Hatipoglu Durmus, Burak Ates Mehmet, Senturk Goktug, Koca Oguzcan, Bulut Aysegul, Donmez Nurcan
Faculty of Veterinary Medicine, Department of Physiology, Selcuk University, Konya, 42130, Türkiye.
Faculty of Veterinary Medicine, Department of Pathology, Selcuk University, 42130, Konya, Türkiye.

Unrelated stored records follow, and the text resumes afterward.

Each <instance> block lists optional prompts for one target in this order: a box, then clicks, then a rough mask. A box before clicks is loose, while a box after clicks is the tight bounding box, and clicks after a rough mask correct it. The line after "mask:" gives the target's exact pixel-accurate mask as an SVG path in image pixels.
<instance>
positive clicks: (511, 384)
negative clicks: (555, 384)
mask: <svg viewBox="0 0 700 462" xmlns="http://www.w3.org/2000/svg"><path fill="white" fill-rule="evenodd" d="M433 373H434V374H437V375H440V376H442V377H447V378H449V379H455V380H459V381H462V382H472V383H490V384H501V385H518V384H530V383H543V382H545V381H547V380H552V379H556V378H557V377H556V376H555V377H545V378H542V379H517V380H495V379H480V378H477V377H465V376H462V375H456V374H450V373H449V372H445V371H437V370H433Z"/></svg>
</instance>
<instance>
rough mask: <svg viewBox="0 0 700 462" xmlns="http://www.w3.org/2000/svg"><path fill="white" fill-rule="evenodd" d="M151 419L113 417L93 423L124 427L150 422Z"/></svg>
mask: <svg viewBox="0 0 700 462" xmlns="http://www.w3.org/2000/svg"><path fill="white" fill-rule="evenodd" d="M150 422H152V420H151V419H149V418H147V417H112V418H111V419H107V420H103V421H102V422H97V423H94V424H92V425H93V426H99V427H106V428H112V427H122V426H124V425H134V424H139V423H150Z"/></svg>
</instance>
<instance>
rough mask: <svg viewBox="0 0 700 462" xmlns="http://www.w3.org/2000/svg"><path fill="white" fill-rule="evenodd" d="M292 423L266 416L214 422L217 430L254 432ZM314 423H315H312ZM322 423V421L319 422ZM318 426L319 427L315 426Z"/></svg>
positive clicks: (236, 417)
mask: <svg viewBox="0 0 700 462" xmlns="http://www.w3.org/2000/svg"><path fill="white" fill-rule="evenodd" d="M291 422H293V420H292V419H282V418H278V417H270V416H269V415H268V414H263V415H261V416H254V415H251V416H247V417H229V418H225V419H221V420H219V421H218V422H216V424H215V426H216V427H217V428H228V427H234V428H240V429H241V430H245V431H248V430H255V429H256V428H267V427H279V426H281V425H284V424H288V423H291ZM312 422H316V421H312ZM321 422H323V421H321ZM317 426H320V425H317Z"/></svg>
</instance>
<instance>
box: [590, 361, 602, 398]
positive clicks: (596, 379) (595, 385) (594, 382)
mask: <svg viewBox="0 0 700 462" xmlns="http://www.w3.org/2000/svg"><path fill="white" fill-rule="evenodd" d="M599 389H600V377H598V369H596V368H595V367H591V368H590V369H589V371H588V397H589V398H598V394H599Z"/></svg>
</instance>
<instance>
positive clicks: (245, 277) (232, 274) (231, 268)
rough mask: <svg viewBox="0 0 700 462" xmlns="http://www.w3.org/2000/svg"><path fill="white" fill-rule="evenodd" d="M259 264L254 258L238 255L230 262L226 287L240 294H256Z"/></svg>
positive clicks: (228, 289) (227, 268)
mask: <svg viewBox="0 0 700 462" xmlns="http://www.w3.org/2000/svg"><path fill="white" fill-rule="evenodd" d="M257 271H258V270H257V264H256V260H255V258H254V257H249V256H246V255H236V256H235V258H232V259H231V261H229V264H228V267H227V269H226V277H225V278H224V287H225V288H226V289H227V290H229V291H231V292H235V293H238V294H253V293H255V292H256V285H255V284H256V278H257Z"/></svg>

Sci Rep. 2025 Jul 2;15(1):22477. doi: 10.1038/s41598-024-80654-1.
The primary objective of this study was to investigate the adverse effects of Bisphenol-A (BPA) on the central and peripheral nervous systems at molecular, histopathological, and immunohistochemical levels, as well as to evaluate the potential neuroprotective effects of Nigella Sativa seed oil (NSO). Rats were administered BPA at a dosage of 100 mg/kg body weight per day via gavage for 30 days, alongside NSO at a dosage of 5 ml/kg body weight per day for the same duration. Rats were sacrificed 24 h after the final administration, and molecular, histopathological, and immunohistochemical examinations were conducted on brain and sciatic nerve tissues. BPA exposure resulted in neurotoxic effects in both the central nervous system (brain) and peripheral nervous system (sciatic nerve), leading to oxidative stress, apoptosis, and neurodegeneration. Specifically, glutathione (GSH) levels decreased, while malondialdehyde (MDA) levels increased in both tissues due to BPA administration. Additionally, BPA elevated the gene expression levels of nuclear factor erythroid 2-related factor 2 (Nrf2), Caspase-3, and nuclear factor kappa-light-chain-enhancer of activated B cells (NF-κB) mRNA transcripts, while decreasing the expression of nuclear receptor subfamily 4 group A member 2 (NR4A2). In contrast, NSO administration alongside BPA increased GSH content in both tissues and significantly reduced MDA levels. Moreover, NSO decreased the gene expression levels of Nrf2, NF-κB, and Caspase-3 mRNA transcripts, while increasing NR4A2 expression. Furthermore, the neurodegenerative manifestations induced by BPA-such as neuronal degeneration, necrosis, neuronophagy, hemorrhage, gliosis, and elevated glial fibrillary acidic protein (GFAP) levels in the brain-were mitigated by the concurrent administration of NSO, indicating its neuroprotective efficacy. In conclusion, this study provides promising evidence that NSO may therapeutically alleviate BPA-induced neurodegeneration.
本研究的主要目的是在分子、组织病理学和免疫组织化学水平上研究双酚A(BPA)对中枢和外周神经系统的不良影响,以及评估黑种草籽油(NSO)的潜在神经保护作用。大鼠每天经口灌胃给予剂量为100mg/kg体重的BPA,持续30天,同时每天给予剂量为5ml/kg体重的NSO,持续相同时间。在最后一次给药后24小时处死大鼠,并对脑和坐骨神经组织进行分子、组织病理学和免疫组织化学检查。BPA暴露导致中枢神经系统(脑)和外周神经系统(坐骨神经)出现神经毒性作用,导致氧化应激、细胞凋亡和神经退行性变。具体而言,由于给予BPA,两种组织中的谷胱甘肽(GSH)水平降低,而丙二醛(MDA)水平升高。此外,BPA使核因子红细胞2相关因子2(Nrf2)、半胱天冬酶-3(Caspase-3)和活化B细胞的核因子κ轻链增强子(NF-κB)mRNA转录物的基因表达水平升高,同时降低核受体亚家族4 A组成员2(NR4A2)的表达。相比之下,与BPA同时给予NSO可增加两种组织中的GSH含量,并显著降低MDA水平。此外,NSO降低了Nrf2、NF-κB和Caspase-3 mRNA转录物的基因表达水平,同时增加了NR4A2的表达。此外,BPA诱导的神经退行性表现,如脑内神经元变性、坏死、神经元吞噬、出血、胶质细胞增生以及胶质纤维酸性蛋白(GFAP)水平升高,通过同时给予NSO得到缓解,表明其神经保护功效。总之,本研究提供了有前景的证据,表明NSO可能在治疗上减轻BPA诱导的神经退行性变。